SIM, EU O MATEI. E SE PUDESSE, MATARIA DE NOVO. 

O quarto fedia a cigarro e álcool. Um pouco de luz escapava por entre as frestas da janela semi-aberta, mas a luz ali não era suficiente para dissipar a escuridão. 
Uma mulher estava sentada numa cadeira  velha e de pernas frouxas; suas mãos estavam embebidas de sangue, que também lhe escorria pelas pernas. 
E um pouco mais adiante, a dois ou três palmos de distância, havia um cadáver estirado no chão, caído de bruços contra o piso. 
“Que farei com ele, agora?”, ela pensava, tranquilamente, enquanto mastigava um pouco de fumo. “Diabos! Eu o matei mesmo!” 
E começou a rir. Riu de forma estridente, com a mão direita assanhando os cabelos já desgrenhados de uma noite insone. 
“Ele estava descobrindo…”, ela pensava enquanto erguia-se languidamente da cadeira, chegando mais perto do cadáver. Deu-lhe um chute. “Não me restava outra escolha. Não é?”
Silêncio total. A qualquer momento, a polícia poderia chegar. Certamente, tudo estaria perdido. Ela precisava fugir. 
Limpando rapidamente as mãos sob uma água minguada que gotejava da torneira de uma pia, tirou de si o máximo que podia daquelas manchas. E já ia, após olhar de relance o corpo mais uma vez, cruzando a porta que dava para o externo; mas de repente, e sem nenhum prévio aviso, um som estridente fez a mulher saltitar. Alguém havia arrombado a porta da frente. Três policiais corpulentos cruzavam o corredor em direção a cena do crime. 
Não havia mais jeito. Rendeu-se. Levaram-na da casa até a delegacia. Quanto ao corpo e à casa, ambos foram, logo após, tomados por uma série de especialistas que, dali em diante, passaram a se envolver naquele estranho crime. 
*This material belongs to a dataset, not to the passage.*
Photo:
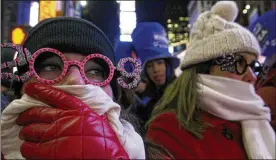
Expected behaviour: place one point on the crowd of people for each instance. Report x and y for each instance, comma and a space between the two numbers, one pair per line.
74, 103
Mais tarde naquele mesmo dia, levaram a mulher, tão suja e tão notoriamente tresloucada, para um interrogatório na antessala. Incólume, inalterada e obstinada, ela se sentou na frente de quatro homens sérios e bem vestidos. 
“De quem era o corpo?”, perguntou um deles. A mulher deu de ombros. 
“Do meu pai”, respondeu ela, friamente. 
“Como ele morreu?”, perguntou-lhe outro. 
“Facada”, respondeu ela da mesma forma que anteriormente lhes havia afirmado. “Eu esfaqueei ele.” 
Eles se entreolharam, embasbacados. 
“Então você não nega que matou o seu pai?” 
“Claro que não”, disse ela, sorrindo friamente. “Fui eu mesma que o matei.” 
“Matou o seu pai?” 
“Sim.” 
“E o que o seu pai fez para que você o matasse?” 
“Nada”, deu de ombros. “Ele não fez nada…” 
Um instante silencioso. 
“Ele…”, ela retomou sua fala, olhando constantemente para o chão. “Ele era muito bom. Muito boa gente. Correto. Fazia tudo certo. E eu… eu sempre fiz tudo errado! Era filha dele, ele me amava… mas queria que eu fosse igualzinha a ele. E eu não queria.” 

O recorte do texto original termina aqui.